— Вы уже уходите, мадам Жозеф?
И мадемуазель Ланден поспешила вернуть консьержку, решив новым доверительным сообщением сгладить дурное впечатление, которое могли произвести ее слова на эту женщину, смиренную, подобострастную, но втайне, может быть, и недоброжелательную особу.
— Я, знаете ли, мадам Жозеф, о своем брате готова хоть до самого утра говорить. Ведь это какой человек? О себе нисколько и не думает, все для других, все для других. Когда он жил в бедности, за гроши гнул горб ради этих бессовестных Револю, он в ту пору готов был для них наизнанку вывернуться. А представьте себе, сколько он может сделать добра людям теперь, когда у него денег куры не клюют!
— Денег куры не клюют! — Консьержка всплеснула руками. — Вот счастливец! Везет же некоторым людям. Право, счастливец!
— Он, дорогая моя, очень уж чувствительный, где же тут быть счастливцем! Постоянно его огорчают. Он не может переносить нехороших поступков, у него за все душа болит. Слишком в нем много благородства, не может он мириться с тем, что в жизни столько творится безобразия, и потому беспрестанно страдает. Истинная правда! Я бывало спрошу: «Луи, все у тебя есть, что душе угодно. Почему же ты такой печальный?» А он отвечает: «Фелиция, удел людской — одиночество. Испокон веков одинок человек!» И ведь это правда, мадам Жозеф, но видят ее лишь избранные души.
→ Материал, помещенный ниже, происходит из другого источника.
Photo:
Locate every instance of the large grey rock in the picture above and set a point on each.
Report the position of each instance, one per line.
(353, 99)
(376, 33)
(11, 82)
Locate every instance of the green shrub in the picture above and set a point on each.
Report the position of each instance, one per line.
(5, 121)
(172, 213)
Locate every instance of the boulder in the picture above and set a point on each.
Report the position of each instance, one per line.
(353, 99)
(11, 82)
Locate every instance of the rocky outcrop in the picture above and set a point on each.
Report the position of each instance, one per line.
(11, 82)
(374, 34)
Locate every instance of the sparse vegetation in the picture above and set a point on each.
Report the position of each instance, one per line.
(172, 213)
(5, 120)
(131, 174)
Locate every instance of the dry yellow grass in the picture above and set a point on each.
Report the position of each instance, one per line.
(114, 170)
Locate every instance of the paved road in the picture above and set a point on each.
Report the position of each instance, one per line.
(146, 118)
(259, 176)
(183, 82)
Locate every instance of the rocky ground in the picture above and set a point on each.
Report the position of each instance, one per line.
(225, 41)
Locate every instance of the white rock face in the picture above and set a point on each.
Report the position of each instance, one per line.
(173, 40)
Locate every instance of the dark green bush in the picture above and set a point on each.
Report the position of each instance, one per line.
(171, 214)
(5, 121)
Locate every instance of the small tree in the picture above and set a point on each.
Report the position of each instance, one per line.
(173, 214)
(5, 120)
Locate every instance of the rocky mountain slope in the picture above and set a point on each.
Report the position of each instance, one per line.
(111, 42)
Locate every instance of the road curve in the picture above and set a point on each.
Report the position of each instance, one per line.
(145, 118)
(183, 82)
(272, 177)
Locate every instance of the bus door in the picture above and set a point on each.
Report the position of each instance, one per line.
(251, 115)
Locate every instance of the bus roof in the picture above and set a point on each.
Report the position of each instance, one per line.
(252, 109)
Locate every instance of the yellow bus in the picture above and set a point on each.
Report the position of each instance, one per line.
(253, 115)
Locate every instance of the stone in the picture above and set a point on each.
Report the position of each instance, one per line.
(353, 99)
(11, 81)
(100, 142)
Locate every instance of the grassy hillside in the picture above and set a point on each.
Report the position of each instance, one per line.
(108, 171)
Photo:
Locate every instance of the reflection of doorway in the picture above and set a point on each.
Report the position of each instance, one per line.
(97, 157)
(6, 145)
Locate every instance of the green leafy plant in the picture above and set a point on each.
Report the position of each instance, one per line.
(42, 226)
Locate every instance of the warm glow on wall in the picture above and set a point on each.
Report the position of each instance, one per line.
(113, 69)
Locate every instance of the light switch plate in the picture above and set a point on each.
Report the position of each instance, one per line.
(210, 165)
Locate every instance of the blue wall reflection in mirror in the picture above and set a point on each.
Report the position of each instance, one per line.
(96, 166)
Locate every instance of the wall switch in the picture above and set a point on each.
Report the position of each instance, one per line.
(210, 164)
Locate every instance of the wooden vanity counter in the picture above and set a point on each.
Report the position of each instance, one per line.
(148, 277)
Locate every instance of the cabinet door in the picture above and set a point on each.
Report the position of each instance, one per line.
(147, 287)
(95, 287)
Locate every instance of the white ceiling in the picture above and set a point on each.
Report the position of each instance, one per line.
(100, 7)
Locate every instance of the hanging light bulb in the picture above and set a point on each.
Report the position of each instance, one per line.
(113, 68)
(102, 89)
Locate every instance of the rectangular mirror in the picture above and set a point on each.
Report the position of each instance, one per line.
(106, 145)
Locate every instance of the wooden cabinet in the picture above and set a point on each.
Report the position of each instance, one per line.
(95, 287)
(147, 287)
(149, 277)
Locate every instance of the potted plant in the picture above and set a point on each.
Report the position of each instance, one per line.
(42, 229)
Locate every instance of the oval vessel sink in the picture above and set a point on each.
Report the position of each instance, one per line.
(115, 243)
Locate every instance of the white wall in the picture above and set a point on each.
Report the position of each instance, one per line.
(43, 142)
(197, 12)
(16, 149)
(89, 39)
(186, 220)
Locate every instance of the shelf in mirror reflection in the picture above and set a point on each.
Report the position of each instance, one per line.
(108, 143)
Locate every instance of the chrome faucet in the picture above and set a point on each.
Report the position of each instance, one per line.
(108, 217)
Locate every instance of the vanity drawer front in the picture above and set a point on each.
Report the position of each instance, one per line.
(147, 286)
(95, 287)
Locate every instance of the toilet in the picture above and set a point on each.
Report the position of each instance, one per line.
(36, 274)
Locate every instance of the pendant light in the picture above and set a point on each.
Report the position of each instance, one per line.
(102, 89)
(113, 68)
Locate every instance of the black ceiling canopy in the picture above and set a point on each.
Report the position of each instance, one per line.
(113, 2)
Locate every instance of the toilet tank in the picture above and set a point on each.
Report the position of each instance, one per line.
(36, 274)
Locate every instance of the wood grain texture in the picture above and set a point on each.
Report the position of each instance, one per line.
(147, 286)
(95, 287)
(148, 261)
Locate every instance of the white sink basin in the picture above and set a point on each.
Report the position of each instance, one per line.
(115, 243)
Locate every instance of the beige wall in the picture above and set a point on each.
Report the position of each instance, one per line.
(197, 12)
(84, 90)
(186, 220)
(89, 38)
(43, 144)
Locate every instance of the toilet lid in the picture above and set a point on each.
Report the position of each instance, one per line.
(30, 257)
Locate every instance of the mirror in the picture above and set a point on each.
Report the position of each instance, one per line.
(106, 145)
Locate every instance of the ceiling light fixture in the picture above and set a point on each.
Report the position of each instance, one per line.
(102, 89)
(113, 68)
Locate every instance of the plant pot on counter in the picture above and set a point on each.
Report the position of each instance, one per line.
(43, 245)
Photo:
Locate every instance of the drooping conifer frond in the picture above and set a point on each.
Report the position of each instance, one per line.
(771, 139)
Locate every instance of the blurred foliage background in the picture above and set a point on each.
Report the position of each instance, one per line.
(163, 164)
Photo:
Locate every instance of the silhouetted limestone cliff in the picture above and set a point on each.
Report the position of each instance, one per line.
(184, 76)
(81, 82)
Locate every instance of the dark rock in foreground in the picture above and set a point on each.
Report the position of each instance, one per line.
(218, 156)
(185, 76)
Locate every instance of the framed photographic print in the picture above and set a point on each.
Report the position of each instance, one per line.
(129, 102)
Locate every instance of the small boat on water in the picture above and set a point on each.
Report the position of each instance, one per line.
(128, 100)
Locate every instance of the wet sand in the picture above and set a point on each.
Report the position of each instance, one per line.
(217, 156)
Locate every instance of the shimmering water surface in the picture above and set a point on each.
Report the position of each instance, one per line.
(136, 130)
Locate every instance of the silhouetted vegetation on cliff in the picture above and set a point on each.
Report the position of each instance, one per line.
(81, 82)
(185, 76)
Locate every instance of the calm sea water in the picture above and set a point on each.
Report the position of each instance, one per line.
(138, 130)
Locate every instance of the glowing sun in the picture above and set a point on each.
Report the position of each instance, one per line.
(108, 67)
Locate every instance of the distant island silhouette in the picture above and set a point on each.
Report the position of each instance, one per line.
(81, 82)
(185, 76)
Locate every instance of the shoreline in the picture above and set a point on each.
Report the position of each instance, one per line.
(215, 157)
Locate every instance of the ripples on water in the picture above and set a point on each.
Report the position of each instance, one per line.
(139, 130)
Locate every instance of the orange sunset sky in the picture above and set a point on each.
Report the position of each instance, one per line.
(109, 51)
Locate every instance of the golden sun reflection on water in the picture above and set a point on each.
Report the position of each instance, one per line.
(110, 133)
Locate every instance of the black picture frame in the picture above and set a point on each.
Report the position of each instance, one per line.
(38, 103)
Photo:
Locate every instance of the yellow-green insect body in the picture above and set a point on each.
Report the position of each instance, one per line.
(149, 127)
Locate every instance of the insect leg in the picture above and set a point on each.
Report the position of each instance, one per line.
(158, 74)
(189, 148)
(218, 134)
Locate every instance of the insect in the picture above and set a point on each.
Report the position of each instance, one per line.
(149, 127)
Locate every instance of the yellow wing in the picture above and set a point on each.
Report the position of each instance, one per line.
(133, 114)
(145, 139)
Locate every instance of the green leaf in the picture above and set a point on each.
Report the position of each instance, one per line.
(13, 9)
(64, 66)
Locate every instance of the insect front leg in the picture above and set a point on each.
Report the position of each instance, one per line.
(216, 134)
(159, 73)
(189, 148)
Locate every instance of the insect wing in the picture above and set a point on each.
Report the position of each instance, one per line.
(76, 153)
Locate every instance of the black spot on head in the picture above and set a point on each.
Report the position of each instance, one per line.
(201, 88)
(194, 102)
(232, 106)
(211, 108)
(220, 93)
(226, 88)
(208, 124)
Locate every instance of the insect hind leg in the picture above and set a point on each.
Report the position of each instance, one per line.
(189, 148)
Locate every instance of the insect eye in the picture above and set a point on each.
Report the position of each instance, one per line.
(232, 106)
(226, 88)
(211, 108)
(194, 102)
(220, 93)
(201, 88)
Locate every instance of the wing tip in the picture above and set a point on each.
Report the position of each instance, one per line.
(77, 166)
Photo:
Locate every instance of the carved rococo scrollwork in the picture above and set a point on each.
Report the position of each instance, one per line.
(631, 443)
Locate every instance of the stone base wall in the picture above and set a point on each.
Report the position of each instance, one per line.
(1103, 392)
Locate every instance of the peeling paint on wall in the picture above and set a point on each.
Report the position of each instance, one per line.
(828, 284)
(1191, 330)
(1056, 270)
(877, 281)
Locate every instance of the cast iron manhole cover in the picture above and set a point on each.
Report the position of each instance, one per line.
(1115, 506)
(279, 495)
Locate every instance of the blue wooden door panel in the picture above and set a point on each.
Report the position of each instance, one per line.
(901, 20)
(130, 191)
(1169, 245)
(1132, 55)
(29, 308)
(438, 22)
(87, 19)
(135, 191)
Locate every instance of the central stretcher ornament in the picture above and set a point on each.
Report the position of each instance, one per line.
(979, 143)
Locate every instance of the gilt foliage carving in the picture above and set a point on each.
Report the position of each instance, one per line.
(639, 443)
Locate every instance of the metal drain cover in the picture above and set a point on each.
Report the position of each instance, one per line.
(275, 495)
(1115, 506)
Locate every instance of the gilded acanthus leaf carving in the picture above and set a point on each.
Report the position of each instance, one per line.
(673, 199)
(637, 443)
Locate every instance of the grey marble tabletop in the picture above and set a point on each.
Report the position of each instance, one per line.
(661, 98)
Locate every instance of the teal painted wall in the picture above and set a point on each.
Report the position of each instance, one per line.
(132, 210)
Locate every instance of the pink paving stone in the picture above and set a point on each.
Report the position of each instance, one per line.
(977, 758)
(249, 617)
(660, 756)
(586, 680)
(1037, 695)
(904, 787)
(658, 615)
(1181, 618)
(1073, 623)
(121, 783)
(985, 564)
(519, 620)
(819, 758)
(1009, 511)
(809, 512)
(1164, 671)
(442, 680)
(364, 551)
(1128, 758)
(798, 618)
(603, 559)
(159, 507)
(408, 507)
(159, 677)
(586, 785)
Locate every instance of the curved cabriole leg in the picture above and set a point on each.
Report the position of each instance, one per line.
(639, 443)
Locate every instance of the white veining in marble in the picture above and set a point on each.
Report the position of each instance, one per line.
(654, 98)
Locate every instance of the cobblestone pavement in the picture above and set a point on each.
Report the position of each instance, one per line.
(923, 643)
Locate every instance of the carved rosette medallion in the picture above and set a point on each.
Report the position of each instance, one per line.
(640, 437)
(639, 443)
— А я так думаю, — сказала консьержка. — Незачем быть очень уж хорошим. Ну что бы мсье Ландену хоть разок в месяц кутнуть как следует для прочистки души и тела…
— Позвольте вам сказать, дорогая, это все очень тонко… вам не понять!..
— А что ж, ваш брат святой, что ли?
Мадемуазель Ланден ответила, что, конечно, ее брат не святой, есть и у него маленькие слабости. И тут сорочьи глаза консьержки загорелись любопытством. Она уже раздумала уходить, заинтересовавшись, какие же могут быть слабости у такого добродетельного человека.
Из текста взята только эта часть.